Andre had brought the twenty-two-calibre rifle out from the cupboard and was holding it in his hands under the light.

"Ils sont des sauvages," Fontan explained. "Ils veulent shooter les uns les autres."

"Je veux aller tout seul," Andre shrilled. He looked desperately along the barrel of the gun. "Je veux shooter les rats d'eau. Je connais beaucoup de rats d'eau."

"Give me the gun," Fontan said. He explained again to me. "They're savages. They would shoot one another."

Andre held tight on to the gun.

"On peut looker. On ne fait pas de mal. On peut looker."

"Il est crazy pour le shooting," Madame Fontan said. "Mais il est trop jeune."

Andre put the twenty-two-calibre rifle back in the cupboard.

"When I'm bigger I'll shoot the muskrats and the jack-rabbits too," he said in English. "One time I went out with Papa and he shot a jack-rabbit just a little bit and I shot it and hit it."

"C'est vrai," Fontan nodded. "Il a tue un jack."

"But he hit it first," Andre said. "I want to go all by myself and shoot all by myself. Next year I can do it." He went over in a corner and sat down to read a book. I had picked it up when we came into the kitchen to sit after supper. It was a library book-Frank on a Gunboat.

"Il aime les books," Madame Fontan said. "But it's better than to run around at night with the other boys and steal things."

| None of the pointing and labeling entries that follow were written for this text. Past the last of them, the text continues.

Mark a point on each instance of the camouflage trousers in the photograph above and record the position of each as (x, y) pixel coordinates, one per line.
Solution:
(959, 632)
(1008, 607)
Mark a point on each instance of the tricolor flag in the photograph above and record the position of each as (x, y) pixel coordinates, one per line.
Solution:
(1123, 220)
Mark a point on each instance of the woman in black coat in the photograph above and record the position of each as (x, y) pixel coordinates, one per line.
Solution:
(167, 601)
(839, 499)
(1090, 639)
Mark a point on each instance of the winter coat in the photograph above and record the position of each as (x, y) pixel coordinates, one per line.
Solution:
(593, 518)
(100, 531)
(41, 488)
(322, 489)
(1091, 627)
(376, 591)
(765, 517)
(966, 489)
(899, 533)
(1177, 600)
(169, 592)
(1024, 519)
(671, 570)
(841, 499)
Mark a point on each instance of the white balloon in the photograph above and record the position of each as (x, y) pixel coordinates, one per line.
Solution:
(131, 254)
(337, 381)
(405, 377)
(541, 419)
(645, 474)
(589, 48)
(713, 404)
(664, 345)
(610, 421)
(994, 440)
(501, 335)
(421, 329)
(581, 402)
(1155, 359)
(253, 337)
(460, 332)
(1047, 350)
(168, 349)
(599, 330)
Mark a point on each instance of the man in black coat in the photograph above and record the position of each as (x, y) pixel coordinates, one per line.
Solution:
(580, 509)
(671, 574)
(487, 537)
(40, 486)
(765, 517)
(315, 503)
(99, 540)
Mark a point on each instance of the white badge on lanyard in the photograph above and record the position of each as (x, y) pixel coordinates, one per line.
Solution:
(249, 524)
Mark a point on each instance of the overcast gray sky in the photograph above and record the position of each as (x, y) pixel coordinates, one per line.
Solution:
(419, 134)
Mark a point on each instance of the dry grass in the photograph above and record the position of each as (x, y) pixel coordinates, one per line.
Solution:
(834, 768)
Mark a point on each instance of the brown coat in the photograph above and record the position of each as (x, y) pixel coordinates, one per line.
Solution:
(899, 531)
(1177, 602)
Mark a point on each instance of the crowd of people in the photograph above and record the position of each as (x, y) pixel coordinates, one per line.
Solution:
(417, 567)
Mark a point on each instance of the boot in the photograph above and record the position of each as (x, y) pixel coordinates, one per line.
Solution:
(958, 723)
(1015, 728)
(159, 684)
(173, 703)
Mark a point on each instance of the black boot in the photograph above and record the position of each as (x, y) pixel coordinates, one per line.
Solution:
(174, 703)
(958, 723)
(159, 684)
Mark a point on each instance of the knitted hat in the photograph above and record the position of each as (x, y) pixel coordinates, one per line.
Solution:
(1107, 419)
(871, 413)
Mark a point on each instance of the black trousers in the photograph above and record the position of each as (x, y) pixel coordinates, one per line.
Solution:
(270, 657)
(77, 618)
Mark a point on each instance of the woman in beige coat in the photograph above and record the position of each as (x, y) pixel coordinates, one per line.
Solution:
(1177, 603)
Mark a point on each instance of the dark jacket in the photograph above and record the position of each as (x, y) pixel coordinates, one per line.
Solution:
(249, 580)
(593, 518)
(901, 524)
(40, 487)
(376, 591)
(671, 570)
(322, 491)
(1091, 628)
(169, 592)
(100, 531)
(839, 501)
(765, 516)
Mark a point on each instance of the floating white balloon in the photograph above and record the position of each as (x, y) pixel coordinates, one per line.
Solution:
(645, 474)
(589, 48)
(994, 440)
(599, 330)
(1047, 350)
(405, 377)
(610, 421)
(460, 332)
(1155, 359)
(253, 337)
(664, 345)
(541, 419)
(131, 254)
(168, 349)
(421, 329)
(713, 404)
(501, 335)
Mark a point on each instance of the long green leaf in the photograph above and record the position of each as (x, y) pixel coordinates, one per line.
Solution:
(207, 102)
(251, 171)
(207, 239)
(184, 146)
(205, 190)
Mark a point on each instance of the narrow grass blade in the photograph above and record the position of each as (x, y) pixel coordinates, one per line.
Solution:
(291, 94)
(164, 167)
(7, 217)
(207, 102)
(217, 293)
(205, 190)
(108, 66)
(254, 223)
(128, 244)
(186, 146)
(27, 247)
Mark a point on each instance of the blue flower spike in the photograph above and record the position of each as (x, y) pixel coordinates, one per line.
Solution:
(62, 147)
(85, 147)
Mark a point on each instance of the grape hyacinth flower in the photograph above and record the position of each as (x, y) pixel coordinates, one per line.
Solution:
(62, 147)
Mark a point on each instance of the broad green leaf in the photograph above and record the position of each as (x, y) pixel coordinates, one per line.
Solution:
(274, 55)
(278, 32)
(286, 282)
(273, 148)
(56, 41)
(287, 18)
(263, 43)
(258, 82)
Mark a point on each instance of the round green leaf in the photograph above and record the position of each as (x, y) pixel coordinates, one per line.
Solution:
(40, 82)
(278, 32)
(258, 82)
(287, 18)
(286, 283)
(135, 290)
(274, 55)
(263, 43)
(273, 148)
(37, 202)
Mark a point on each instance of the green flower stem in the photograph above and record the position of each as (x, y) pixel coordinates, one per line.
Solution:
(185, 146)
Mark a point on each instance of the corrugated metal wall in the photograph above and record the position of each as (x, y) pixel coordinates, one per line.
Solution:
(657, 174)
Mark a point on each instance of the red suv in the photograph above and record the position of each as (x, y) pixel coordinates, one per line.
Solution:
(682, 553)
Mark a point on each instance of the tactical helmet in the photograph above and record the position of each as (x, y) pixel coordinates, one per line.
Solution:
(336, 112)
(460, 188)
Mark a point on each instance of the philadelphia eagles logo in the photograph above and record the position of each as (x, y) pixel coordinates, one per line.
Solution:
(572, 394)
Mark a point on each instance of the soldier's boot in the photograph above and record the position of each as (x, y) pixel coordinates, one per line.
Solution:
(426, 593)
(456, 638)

"Books are all right," Fontan said. "Monsieur il fait les books."

"Yes, that's so, all right. But too many books are bad," Madame Fontan said. "Ici, c'est une maladie, les books. C'est comme les churches. Ici il y a trop de churches. En France il y a seulement les catholiques et les protestants-et tres peu de protestants. Mais ici rien que de churches. Quand j'etais venu ici je disais, oh, my God, what are all the churches?"

"C'est vrai," Fontan said. "Il y a trop de churches."

"The other day," Madame Fontan said, "there was a little French girl here with her mother, the cousin of Fontan, and she said to me, 'En Amerique il ne faut pas etre catholique. It's not good to be catholique. The Americans don't like you to be catholique. It's like the dry law.' I said to her, 'What you going to be? Heh? It's better to be catholique if you're catholique.' But she said, 'No, it isn't any good to be catholique in America.' But I think it's better to be catholique if you are. Ce n'est pas bon de changer sa religion. My God, no."

"You go to the mass here?"

"No. I don't go in America, only sometimes in a long while. Mais je reste catholique. It's no good to change the religion."

"On dit que Schmidt est catholique," Fontan said.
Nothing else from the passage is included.